Portekiz’i 1932-1968 arasında yöneten diktatör Salazar’ın halkı uyuşturmak için 3F’si vardı: Futbol, Fado, Fatima. Futbol malum; Fado Portekiz halk müziği yani eğlence ve Fatima da Katoliklerin hac noktalarından biri yani din!
Şimdi dönüp bakalım Futbol Federasyonu Başkanı Mehmet Büyükekşi görevi süresinde ne kadar ve hangi zamanlarda tartışılmış; başarısız kulüp başkanları taraftar kitlesini nasıl uyutmuş ve ortaya attığı konularla uyuşturmuş; federasyon seçimleri ne kadar gündemi meşgul etmiş.
Sahi enflasyon ne kadardı?
Emekli maaşlarına ne kadar zam yapıldı?
Çarşı pazardaki yangını TFF seçimleri ve Galatasaray-Fenerbahçe düellosu söndürebiliyor mu?
Liseden yeni mezun bir gencin üniversite sınavında 40 matematik sorusunda 5,5 doğru cevap ortalama tutturması faciasının önüne TFF yeni Başkanı Hacıosmanoğlu geçebilecek mi?

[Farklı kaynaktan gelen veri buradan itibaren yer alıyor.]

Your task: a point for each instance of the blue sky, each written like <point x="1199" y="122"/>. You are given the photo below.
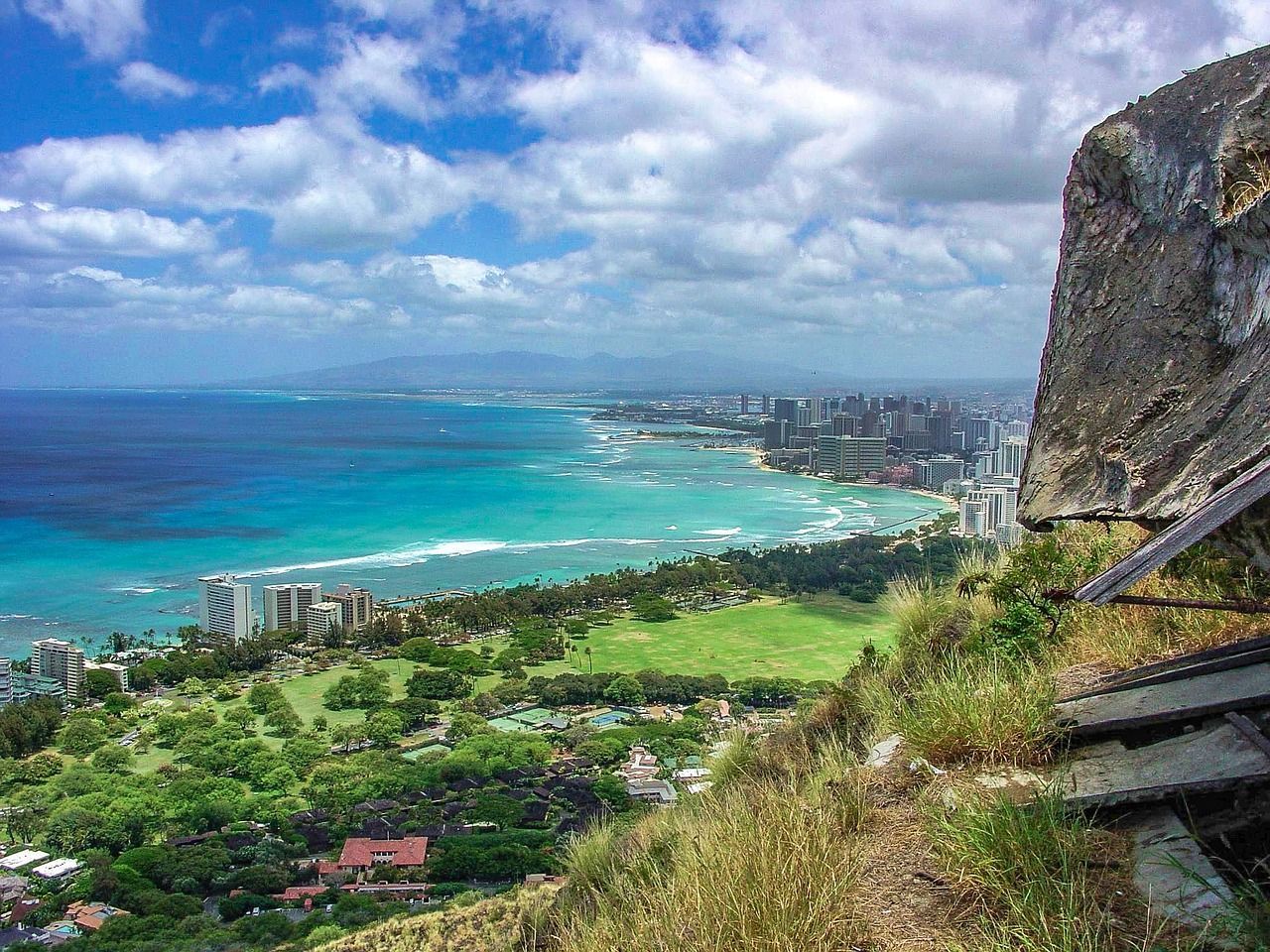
<point x="197" y="191"/>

Gördünüz mü, toplumun gerçek sorunları yerine yok Süper Lig maçları, yok Ali Koç yine Galatasaray’a sallamış büyük alkış almış, yok Dursun Özbek neden yanağını okşatmış, yok yeni başkan Fenerbahçe düşmanı mıymış, yok Mourinho falancayı istemiş adam emrin olur abi deyip imzayı basmış, yok Erden Timur’a haksızlık yapılmış ama şimdi Galatasaray transfer yapamıyormuş….
Eee ne oldu bu 40 matematik sorusundan altı doğru bile yapamayan mühendis adayına?
Aziz Nesin’in meşhur hikayesindeki gibi “boşver makinenin ne ürettiğini, ses çıkarıp orası burası oynuyor ya yeter bize!”